SRA_Fetch¶
Quick Facts¶
Workflow Type | Applicable Kingdom | Last Known Changes | Command-line Compatibility | Workflow Level |
---|---|---|---|---|
Data Import | Any taxa | PHB v2.2.0 | Yes | Sample-level |
SRA_Fetch_PHB¶
The SRA_Fetch
workflow downloads sequence data from NCBI's Sequence Read Archive (SRA). It requires an SRA run accession then populates the associated read files to a Terra data table.
Read files associated with the SRA run accession provided as input are copied to a Terra-accessible Google bucket. Hyperlinks to those files are shown in the "read1" and "read2" columns of the Terra data table.
Inputs¶
This workflow runs on the sample level.
Terra Task Name | Variable | Type | Description | Default Value | Terra Status |
---|---|---|---|---|---|
fetch_sra_to_fastq | sra_accession | String | SRA, ENA, or DRA accession number | Required | |
fetch_sra_to_fastq | cpu | Int | Number of CPUs to allocate to the task | 2 | Optional |
fetch_sra_to_fastq | disk_size | Int | Amount of storage (in GB) to allocate to the task | 100 | Optional |
fetch_sra_to_fastq | docker_image | String | The Docker container to use for the task | "us-docker.pkg.dev/general-theiagen/biocontainers/fastq-dl:2.0.4--pyhdfd78af_0" | Optional |
fetch_sra_to_fastq | fastq_dl_options | String | Additional parameters to pass to fastq_dl from here | "--provider sra" | Optional |
fetch_sra_to_fastq | memory | Int | Amount of memory/RAM (in GB) to allocate to the task | 8 | Optional |
The only required input for the SRA_Fetch workflow is an SRA run accession beginning "SRR", an ENA run accession beginning "ERR", or a DRA run accession which beginning "DRR".
Please see the NCBI Metadata and Submission Overview for assistance with identifying accessions.
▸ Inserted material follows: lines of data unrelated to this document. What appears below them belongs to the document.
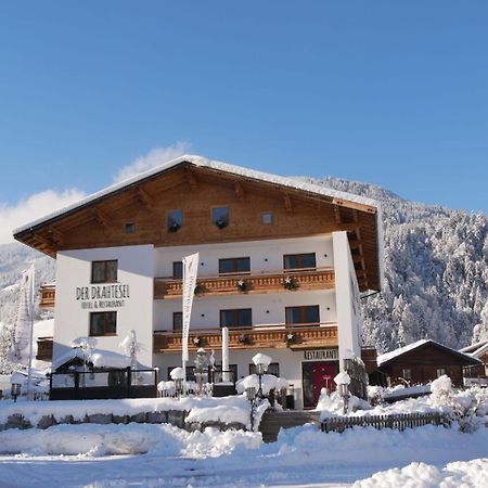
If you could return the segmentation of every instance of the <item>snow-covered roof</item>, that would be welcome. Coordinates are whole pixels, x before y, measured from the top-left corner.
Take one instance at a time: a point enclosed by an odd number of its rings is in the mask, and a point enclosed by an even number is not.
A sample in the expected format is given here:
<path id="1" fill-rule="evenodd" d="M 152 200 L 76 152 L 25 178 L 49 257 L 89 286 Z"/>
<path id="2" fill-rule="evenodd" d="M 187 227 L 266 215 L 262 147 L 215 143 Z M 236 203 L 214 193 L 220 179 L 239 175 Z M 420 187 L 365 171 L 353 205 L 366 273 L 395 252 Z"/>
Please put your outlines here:
<path id="1" fill-rule="evenodd" d="M 481 357 L 488 350 L 488 341 L 480 341 L 479 343 L 472 344 L 471 346 L 463 347 L 460 352 L 473 356 L 474 358 Z"/>
<path id="2" fill-rule="evenodd" d="M 333 190 L 333 189 L 330 189 L 326 187 L 321 187 L 319 184 L 299 181 L 299 180 L 296 180 L 293 178 L 286 178 L 286 177 L 282 177 L 282 176 L 278 176 L 278 175 L 270 175 L 267 172 L 257 171 L 255 169 L 243 168 L 241 166 L 234 166 L 234 165 L 230 165 L 228 163 L 208 159 L 203 156 L 183 155 L 183 156 L 177 157 L 176 159 L 172 159 L 168 163 L 165 163 L 160 166 L 149 169 L 147 171 L 141 172 L 141 174 L 139 174 L 134 177 L 131 177 L 127 180 L 124 180 L 119 183 L 112 184 L 111 187 L 107 187 L 99 192 L 92 193 L 91 195 L 88 195 L 85 198 L 81 198 L 80 201 L 78 201 L 72 205 L 68 205 L 67 207 L 64 207 L 57 211 L 53 211 L 52 214 L 49 214 L 46 217 L 42 217 L 40 219 L 34 220 L 29 223 L 26 223 L 22 227 L 18 227 L 17 229 L 15 229 L 13 231 L 13 233 L 17 234 L 20 232 L 29 230 L 36 226 L 39 226 L 40 223 L 43 223 L 48 220 L 52 220 L 52 219 L 60 217 L 68 211 L 72 211 L 78 207 L 82 207 L 87 204 L 90 204 L 90 203 L 101 198 L 101 197 L 107 196 L 111 193 L 117 192 L 127 187 L 131 187 L 131 185 L 139 183 L 140 181 L 145 180 L 147 178 L 151 178 L 159 172 L 171 169 L 175 166 L 178 166 L 182 163 L 191 163 L 192 165 L 198 166 L 198 167 L 215 169 L 218 171 L 223 171 L 223 172 L 228 172 L 231 175 L 249 178 L 249 179 L 254 179 L 254 180 L 267 181 L 269 183 L 280 184 L 282 187 L 287 187 L 287 188 L 291 188 L 294 190 L 303 190 L 306 192 L 316 193 L 316 194 L 323 195 L 323 196 L 329 196 L 336 201 L 352 202 L 352 203 L 357 203 L 360 205 L 371 206 L 371 207 L 380 209 L 378 202 L 376 202 L 375 200 L 372 200 L 372 198 L 368 198 L 365 196 L 360 196 L 360 195 L 355 195 L 352 193 L 346 193 L 346 192 Z M 382 226 L 377 226 L 377 227 L 378 227 L 378 229 L 382 228 Z"/>
<path id="3" fill-rule="evenodd" d="M 391 350 L 389 352 L 385 352 L 384 355 L 380 355 L 376 358 L 376 363 L 378 367 L 381 367 L 381 365 L 385 364 L 386 362 L 391 361 L 391 359 L 398 358 L 399 356 L 404 355 L 406 352 L 409 352 L 413 349 L 416 349 L 418 347 L 424 346 L 427 343 L 438 346 L 438 347 L 441 347 L 445 350 L 452 351 L 453 354 L 455 354 L 458 356 L 463 356 L 464 358 L 468 359 L 470 362 L 476 361 L 476 359 L 473 358 L 471 355 L 465 355 L 464 352 L 460 352 L 455 349 L 451 349 L 450 347 L 447 347 L 442 344 L 436 343 L 435 341 L 420 339 L 416 343 L 412 343 L 412 344 L 409 344 L 408 346 L 403 346 L 398 349 Z"/>
<path id="4" fill-rule="evenodd" d="M 56 371 L 57 368 L 66 364 L 66 362 L 73 359 L 84 359 L 84 351 L 80 348 L 73 348 L 60 356 L 52 362 L 52 371 Z M 130 365 L 130 358 L 103 349 L 92 349 L 90 352 L 90 362 L 94 368 L 116 368 L 124 369 Z"/>

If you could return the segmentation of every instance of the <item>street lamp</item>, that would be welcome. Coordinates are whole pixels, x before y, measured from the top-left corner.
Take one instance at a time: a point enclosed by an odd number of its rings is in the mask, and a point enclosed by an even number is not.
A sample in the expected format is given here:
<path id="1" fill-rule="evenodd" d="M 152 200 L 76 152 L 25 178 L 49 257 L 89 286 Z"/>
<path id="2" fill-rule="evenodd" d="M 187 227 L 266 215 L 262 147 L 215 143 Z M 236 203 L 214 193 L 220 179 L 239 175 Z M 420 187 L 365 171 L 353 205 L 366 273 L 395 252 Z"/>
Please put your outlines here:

Briefly, NCBI-accessioned objects have the following naming scheme:
STUDY | SRP# |
---|---|
SAMPLE | SRS# |
EXPERIMENT | SRX# |
RUN | SRR# |
Outputs¶
Read data are available either with full base quality scores (SRA Normalized Format) or with simplified quality scores (SRA Lite). The SRA Normalized Format includes full, per-base quality scores, whereas base quality scores have been simplified in SRA Lite files. This means that all quality scores have been artificially set to Q-30 or Q3. More information about these files can be found here.
Given the lack of usefulness of SRA Lite formatted FASTQ files, we try to avoid these by selecting as provided SRA directly (SRA-Lite is more probably to be the file synced to other repositories), but some times downloading these files is unavoidable. To make the user aware of this, a warning column is present that is populated when an SRA-Lite file is detected.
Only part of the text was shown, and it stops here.